まりもは、乗馬を始め、そして、乗馬耐久競技・エンデュランスに
出逢う―。

【 さわやかで、心地いい作品♪ 】

 まりもだけでなく、貴子も志渡もそれぞれが心に傷を抱え、痛みに
耐えています。そんな彼女らが、エンデュランスという競技を通して、
心の傷や葛藤を乗り越え、未来を見つめようとする姿が清々しく描
かれています。
 まりもも貴子も志渡も、心の傷の痛みを知っているからでしょうか、
みんながやさしく、特に、まりもを見守る貴子や志度のあたたかかさ、
やさしさが伝わり、そこに、エンデュランスという馬を思いやる競技
が舞台に描かれていることもあって、物語全体がやさしさで満ちて
いて、感動してと、読んでいて、さわやかで、非常に心地いい作品
でした。
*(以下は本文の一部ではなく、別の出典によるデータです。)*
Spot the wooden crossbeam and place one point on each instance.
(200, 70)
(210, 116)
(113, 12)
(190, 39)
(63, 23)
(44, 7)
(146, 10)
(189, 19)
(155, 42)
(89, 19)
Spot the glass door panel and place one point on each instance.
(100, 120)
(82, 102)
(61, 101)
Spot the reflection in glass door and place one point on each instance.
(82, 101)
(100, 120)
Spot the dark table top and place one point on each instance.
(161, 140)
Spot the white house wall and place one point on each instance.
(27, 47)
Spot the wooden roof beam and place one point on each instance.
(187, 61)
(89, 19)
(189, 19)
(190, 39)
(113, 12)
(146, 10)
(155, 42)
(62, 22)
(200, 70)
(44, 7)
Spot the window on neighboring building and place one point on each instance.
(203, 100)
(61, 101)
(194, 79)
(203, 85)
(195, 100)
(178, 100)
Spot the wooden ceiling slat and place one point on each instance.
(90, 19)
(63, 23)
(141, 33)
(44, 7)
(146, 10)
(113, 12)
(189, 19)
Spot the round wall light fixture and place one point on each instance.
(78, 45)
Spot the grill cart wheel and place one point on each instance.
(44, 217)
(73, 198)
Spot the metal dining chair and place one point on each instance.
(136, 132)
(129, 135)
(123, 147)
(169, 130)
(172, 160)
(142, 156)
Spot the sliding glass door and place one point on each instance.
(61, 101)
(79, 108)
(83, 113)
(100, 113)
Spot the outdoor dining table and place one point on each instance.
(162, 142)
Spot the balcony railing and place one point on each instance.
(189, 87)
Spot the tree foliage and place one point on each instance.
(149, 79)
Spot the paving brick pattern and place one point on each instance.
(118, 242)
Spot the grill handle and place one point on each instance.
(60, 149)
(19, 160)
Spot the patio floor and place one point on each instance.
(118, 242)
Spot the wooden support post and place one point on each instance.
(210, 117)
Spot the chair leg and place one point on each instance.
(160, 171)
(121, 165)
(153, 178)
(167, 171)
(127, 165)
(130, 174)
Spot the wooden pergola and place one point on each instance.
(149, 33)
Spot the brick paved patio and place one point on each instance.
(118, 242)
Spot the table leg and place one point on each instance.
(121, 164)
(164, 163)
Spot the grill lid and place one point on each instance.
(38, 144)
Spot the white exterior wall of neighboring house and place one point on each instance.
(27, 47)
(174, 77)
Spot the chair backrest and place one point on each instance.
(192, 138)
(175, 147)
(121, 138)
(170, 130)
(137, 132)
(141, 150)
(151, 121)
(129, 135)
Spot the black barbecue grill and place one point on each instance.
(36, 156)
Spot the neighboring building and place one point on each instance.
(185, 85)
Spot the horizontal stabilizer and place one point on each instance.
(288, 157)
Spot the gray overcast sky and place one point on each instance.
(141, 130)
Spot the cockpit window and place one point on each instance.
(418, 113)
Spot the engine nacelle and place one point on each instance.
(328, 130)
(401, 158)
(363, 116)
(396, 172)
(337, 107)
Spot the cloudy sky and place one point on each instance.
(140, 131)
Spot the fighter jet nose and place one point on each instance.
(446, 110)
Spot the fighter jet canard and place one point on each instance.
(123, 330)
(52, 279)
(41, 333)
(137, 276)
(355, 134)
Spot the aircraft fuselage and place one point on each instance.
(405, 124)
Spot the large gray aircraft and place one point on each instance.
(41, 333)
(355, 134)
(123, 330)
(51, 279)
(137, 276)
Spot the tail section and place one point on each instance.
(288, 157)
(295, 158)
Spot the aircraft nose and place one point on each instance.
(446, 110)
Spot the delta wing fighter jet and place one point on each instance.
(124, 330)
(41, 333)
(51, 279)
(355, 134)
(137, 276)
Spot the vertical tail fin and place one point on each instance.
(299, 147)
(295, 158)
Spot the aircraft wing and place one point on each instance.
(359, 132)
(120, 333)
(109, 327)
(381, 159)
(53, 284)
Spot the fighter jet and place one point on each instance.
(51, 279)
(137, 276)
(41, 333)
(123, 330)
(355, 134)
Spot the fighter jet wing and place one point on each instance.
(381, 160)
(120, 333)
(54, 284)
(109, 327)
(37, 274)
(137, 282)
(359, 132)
すごくお薦めの作品です!☆!

【 +plus 】

 <To Finish is To Win>(完走することが勝つこと) 

 “エンデュランス”とは、野山にめぐらされたルートを馬でたどり、
ゴールまでのタイムを競う競技。デヴィス・カップ・ライドというアメリカ
のレースは100マイル(160キロ)を1日で走るそうです。ただし、
闇雲にタイムを求めるのではなく、馬を思いやり、馬の状態を感じ
取りながら過剰な負担をかけずに走らせる。しかも、レース途中で
何回も獣医による健康状態のチェックが行われ、状態が悪ければ
失権になるのだそう。まさに「完走することが勝つこと」という馬に
やさしい競技で、上位で完走した馬たちの中で、最も健康状態の
良かった1頭には、ベスト・コンディション・ホース賞という優勝以上
の名誉のある賞が与えらるのだそうです。
 レースが描かれた作品というと、勝敗や駆け引きなどの緊迫感に
満ちたような作品もありますが、この物語は、まりもたち登場人物
たちが皆、やさしさ、思いやりにあふれているところに、競技自体
もやさしさに満ちているので、作品全体の雰囲気も、とてもやさしく、
さわやかになっているのでしょうネ。